Cuma, jalan alternatif ini agak sempit. Jadi susah untuk dilalui kendaran dua arah. Terutama, pengguna kendaraan roda empat. Karena itu. Harus mencari jalan alternatif yang lain.
Kemarin saja, abang saya jalan dari rumahnya di jalan Belimbing, Beji, jam 16.30 ke rumah Abah, sapaan ayah kami, tiba di rumah Abah pas adzan Maghrib. Kebetulan di rumah Abah ada bukber keluarga.

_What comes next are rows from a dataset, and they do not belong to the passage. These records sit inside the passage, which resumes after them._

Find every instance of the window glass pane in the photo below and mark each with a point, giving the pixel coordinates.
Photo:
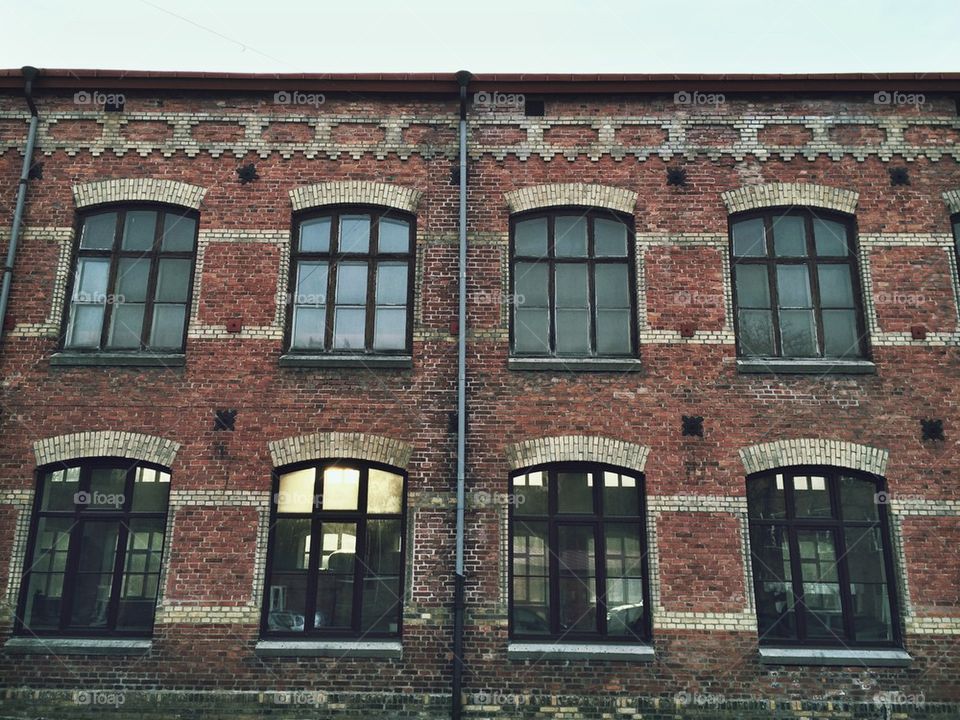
(297, 492)
(391, 284)
(621, 494)
(748, 238)
(133, 274)
(530, 493)
(530, 283)
(341, 488)
(394, 235)
(349, 328)
(167, 330)
(530, 238)
(126, 326)
(829, 237)
(575, 492)
(309, 327)
(335, 580)
(352, 283)
(381, 583)
(59, 488)
(753, 286)
(836, 288)
(315, 235)
(789, 236)
(151, 489)
(609, 238)
(390, 331)
(173, 281)
(98, 231)
(531, 587)
(756, 332)
(311, 283)
(797, 333)
(840, 335)
(384, 492)
(179, 232)
(858, 499)
(765, 497)
(531, 330)
(139, 229)
(570, 236)
(613, 332)
(577, 578)
(624, 591)
(776, 615)
(612, 285)
(354, 233)
(811, 498)
(793, 286)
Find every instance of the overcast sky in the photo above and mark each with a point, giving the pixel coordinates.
(484, 35)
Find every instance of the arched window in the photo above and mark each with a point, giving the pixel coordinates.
(95, 549)
(351, 280)
(335, 564)
(796, 285)
(132, 279)
(572, 288)
(822, 562)
(578, 553)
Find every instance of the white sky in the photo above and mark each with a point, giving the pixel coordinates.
(675, 36)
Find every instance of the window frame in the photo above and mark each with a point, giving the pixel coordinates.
(836, 524)
(552, 519)
(333, 259)
(591, 260)
(360, 517)
(124, 516)
(114, 254)
(811, 261)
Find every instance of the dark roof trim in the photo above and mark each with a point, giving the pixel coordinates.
(446, 83)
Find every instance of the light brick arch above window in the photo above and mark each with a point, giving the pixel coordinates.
(577, 448)
(356, 192)
(106, 443)
(580, 194)
(357, 446)
(813, 451)
(138, 190)
(752, 197)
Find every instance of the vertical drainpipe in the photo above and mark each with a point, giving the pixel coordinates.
(459, 602)
(29, 74)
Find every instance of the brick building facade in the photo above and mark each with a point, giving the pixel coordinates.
(643, 410)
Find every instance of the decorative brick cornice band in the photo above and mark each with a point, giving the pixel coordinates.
(812, 451)
(138, 189)
(952, 199)
(581, 194)
(753, 197)
(106, 443)
(573, 448)
(359, 446)
(356, 192)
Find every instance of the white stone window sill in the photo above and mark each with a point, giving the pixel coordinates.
(835, 656)
(76, 646)
(579, 651)
(330, 648)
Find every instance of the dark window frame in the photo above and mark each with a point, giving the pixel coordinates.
(316, 517)
(835, 524)
(80, 514)
(114, 254)
(333, 258)
(553, 519)
(811, 261)
(551, 260)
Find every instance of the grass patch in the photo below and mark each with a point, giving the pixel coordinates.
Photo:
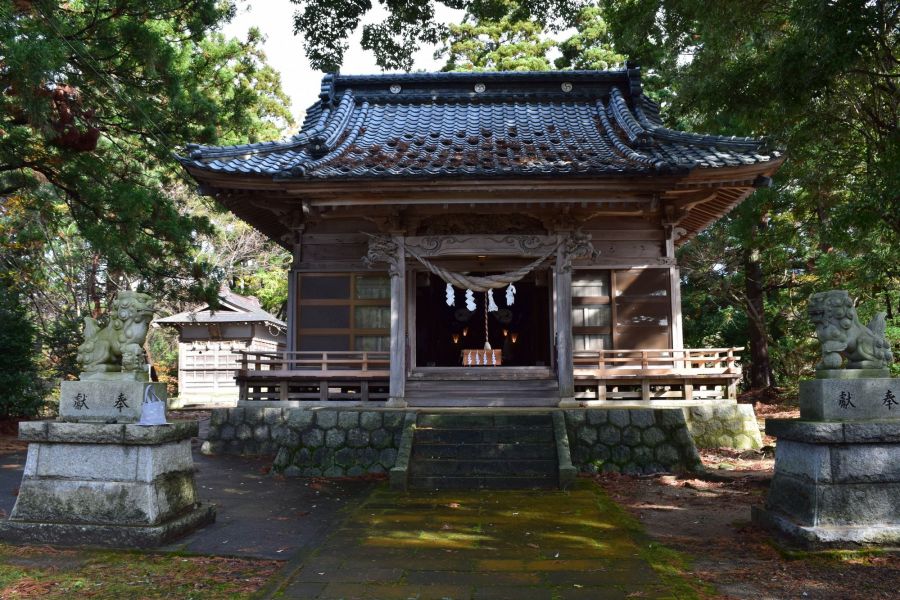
(673, 568)
(48, 573)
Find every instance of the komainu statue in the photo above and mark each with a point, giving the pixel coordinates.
(841, 334)
(118, 348)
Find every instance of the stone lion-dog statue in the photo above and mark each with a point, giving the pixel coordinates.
(842, 335)
(117, 350)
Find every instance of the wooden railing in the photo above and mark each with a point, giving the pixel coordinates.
(690, 361)
(651, 374)
(658, 374)
(318, 376)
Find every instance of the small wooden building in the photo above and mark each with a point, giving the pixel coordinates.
(565, 184)
(210, 343)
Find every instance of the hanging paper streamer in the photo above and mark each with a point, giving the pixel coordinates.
(492, 306)
(470, 300)
(510, 294)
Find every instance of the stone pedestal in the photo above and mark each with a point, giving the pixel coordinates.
(101, 401)
(115, 485)
(837, 468)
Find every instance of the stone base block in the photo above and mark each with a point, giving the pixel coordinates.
(106, 536)
(830, 536)
(850, 399)
(723, 425)
(106, 484)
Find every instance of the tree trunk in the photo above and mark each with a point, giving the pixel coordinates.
(754, 291)
(760, 367)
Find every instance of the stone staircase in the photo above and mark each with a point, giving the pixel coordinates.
(482, 391)
(485, 450)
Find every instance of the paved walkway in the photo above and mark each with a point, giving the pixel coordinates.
(476, 545)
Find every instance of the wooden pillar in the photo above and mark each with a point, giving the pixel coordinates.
(291, 312)
(296, 237)
(397, 390)
(389, 249)
(565, 366)
(675, 296)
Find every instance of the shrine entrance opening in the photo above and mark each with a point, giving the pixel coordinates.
(521, 332)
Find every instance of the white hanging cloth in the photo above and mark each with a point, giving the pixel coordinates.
(470, 300)
(510, 294)
(492, 306)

Itu abang saya naik motor. Entah bagaimana ceritanya jika abang saya membawa mobil. Mungkin tiba selepas adzan Maghrib.
Ada beberapa titik kemacetan yang membuat perjalanan abang saya begitu lama. Â Mulai dari Terminal Depok, Stasiun Depok Lama, pertigaan Grand Depok City (GDC), dan jembatan Dipo.
Abang saya setelah melewati beberapa titik kemacetan itu harus berjibaku lagi dengan kemacetan yang muncul di Jembatan Limo, imbas dari jalan perlintasan rel yang ditutup itu.
Nah, begitu pula dengan saya. Perjalanan dari Permata Depok hingga ke Jalan Gandaria 1, Ratujaya, macet. Penyebabnya ya apalagi kalau bukan perlintasan rel kereta.
Normalnya waktu tempuh hanya 10-15 menit. Tapi karena sebentar-sebentar kereta lewat, jadi muncul kemacetan. Kadang kemacetan ini bisa terurai dalam waktu cepat, terkadang lama juga.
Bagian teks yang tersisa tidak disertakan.